How Images Can Help with SEO

Incorporating images into your site can be very beneficial to your SEO efforts — and of course they make your site more attractive, which enhances your site’s usability. But attractiveness aside, images can benefit your site’s SEO efforts in two primary ways: via the image alt text ranking factors, and through the possibility of linkbait.

Images and Alt Text and SEO

We all know that search engines can’t really see images (well, Google kinda can nowadays) — they have no idea if an image is of a puppy or a taco, so the alt text is how you communicate this to the search engines.

The image alt text does factor into Google’s algorithm on ranking your site. In SEO Moz’s correlation research they found a substantial correlation between having an image with alt text and positive rankings — implying that just having an image at all may give your site a boost. This makes sense from a spam-fighting point of view, since most spam auto-generated sites are just blocks of undecipherable text and no images at all.

So the presence of an image with appropriate alt text is apt to boost your rankings, or at least help you to look more like a legitimate site and not a spam site to Google.

Tip: Remember to keep your image alt tag description short and to the point. You should be describing your image, not your page. At the same time, you do want to use keywords that are related to the searches that you want to rank for.

Images as SEO Linkbait

A lot of people conduct image searches on Google looking for images to reuse. Some people will even specifically filter the results to only get images labeled by the creator for reuse — but most will be happy to steal any image they can find in the image search result.

Snowflake image search results

But a lot of them won’t actually download the image and reupload it — they will instead just link directly to your image when they embed the image into their site. That counts as a kind of backlink to your site.

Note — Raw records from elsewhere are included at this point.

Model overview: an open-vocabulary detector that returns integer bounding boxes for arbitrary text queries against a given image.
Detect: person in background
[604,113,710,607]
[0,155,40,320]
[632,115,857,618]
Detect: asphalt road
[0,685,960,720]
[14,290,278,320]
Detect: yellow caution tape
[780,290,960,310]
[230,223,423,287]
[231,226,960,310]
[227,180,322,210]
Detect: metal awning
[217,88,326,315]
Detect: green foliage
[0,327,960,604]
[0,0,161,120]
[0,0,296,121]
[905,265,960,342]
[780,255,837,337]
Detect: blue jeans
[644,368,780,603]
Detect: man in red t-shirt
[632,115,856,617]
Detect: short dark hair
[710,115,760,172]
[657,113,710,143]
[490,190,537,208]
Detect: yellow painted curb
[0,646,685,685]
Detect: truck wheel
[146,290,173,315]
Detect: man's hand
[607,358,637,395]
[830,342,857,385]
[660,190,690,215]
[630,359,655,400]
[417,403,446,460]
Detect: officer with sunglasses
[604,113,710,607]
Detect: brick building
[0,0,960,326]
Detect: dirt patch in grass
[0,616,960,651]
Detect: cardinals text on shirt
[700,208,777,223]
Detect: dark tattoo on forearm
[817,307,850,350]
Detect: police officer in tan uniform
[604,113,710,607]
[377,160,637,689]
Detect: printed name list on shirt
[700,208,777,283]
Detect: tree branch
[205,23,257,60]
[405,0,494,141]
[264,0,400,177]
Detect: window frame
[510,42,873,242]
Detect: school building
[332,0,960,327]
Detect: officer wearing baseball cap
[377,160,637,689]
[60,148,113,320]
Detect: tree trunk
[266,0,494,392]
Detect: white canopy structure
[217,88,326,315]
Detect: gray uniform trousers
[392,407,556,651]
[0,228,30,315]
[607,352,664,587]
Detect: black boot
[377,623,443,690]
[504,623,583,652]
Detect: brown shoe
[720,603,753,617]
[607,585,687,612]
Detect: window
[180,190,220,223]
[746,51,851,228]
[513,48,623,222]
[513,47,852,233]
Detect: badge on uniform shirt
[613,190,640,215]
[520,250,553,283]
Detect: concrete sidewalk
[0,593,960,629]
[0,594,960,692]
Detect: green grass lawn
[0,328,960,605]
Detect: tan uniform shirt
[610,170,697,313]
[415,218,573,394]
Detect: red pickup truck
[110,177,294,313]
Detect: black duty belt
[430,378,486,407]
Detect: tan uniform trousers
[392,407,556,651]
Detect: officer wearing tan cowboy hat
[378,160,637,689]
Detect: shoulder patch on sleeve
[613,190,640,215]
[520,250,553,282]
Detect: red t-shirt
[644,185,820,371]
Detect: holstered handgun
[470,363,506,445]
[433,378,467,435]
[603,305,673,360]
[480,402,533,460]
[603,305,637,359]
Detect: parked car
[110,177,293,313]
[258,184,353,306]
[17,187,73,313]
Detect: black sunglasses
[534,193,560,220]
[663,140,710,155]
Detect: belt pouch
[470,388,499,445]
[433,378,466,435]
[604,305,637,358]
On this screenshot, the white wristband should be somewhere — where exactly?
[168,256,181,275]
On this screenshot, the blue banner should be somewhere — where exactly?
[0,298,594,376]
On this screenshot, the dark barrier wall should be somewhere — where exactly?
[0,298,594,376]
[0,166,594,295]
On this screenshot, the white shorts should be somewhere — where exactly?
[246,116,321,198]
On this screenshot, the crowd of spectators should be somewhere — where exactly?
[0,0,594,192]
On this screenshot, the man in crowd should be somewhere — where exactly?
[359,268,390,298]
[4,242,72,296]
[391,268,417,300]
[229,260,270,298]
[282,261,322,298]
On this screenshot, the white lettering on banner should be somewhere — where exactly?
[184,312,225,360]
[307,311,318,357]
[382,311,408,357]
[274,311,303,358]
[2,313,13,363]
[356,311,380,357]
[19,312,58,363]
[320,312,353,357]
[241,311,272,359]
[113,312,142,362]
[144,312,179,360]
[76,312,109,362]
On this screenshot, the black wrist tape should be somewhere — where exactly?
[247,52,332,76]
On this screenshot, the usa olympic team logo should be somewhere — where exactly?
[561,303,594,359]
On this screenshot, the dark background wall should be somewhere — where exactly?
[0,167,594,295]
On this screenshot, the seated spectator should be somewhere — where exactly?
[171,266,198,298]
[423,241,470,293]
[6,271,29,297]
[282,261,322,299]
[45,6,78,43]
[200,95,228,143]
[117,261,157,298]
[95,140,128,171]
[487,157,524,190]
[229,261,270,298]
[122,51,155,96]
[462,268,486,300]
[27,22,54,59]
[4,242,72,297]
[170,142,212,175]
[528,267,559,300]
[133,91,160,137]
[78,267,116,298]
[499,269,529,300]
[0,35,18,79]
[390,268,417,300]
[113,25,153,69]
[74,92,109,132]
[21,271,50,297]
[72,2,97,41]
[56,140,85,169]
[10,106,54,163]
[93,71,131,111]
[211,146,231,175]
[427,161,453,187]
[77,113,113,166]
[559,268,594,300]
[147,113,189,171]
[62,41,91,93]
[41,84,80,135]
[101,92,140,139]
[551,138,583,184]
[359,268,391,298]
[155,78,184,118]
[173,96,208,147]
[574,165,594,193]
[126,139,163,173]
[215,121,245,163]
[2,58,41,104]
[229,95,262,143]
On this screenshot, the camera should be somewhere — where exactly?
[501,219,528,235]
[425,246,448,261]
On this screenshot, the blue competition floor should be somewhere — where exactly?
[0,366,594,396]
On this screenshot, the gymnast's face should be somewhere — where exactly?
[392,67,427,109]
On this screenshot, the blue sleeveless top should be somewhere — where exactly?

The technique of including images as potential linkbait is particularly useful for blogs, where you can cover a wider ground of images and talk about them more casually.

Ideally you would include a caption below your image giving permission to reuse the images as long as they link back to you. That text might look something like this:

“Image free to reuse with attribution to //www.ecreativeim.com/”

This helps people finding your image to know that they can reuse it, and encourages them to link to you with a text link rather than just the image link. Most people won’t — even though it’s still copyright infringement — but that’s fine. Some of them will, in which case you’re getting the text link in addition to the image link, which is a great bonus for your SEO efforts.

Of course you can only grant permission to reuse with attribution for images that you actually own. But even if you don’t have any images, you can just conduct a Google image search and go into the advanced section to find images labeled for reuse and use those on your post. You won’t be able to tell people to link to you if they want to reuse it, but you can use the image yourself on an optimized page and have your version show up in the image search results (just be sure to actually download and upload the image to your own server — your goal is to collect links here, not give them away).

Ranking Images

Ranking images in Google’s image search is not really any different from ranking pages. The image file name should be saved as appropriate keyword for the search you want it to rank under. Then make sure the image title and alt text are similar (but not all identical).

Then you need to put the image in a page that is optimized for the same keywords you want the image optimized for. So a picture of a snowflake is far more likely to rank well in Google’s image search if it’s on a page about snowflakes that’s optimized for snowflake-related keywords.

For the most part you don’t need to spend a whole lot of brainspan on ranking images for backlink attractants — instead just make sure that you include a relevant image on your pages, and for blog posts include the right to reuse note (assuming that you own the image).

As long as the image is related to the topic of your page and includes appropriate alt text, it has decent chances of ranking, depending on the rest of the ranking factors of the page it’s sitting on. Most of the images won’t attract much attention, but every now you’ll see tons of traffic to one of them, which is a fair indication that it’ll start driving some nice organic backlinks soon.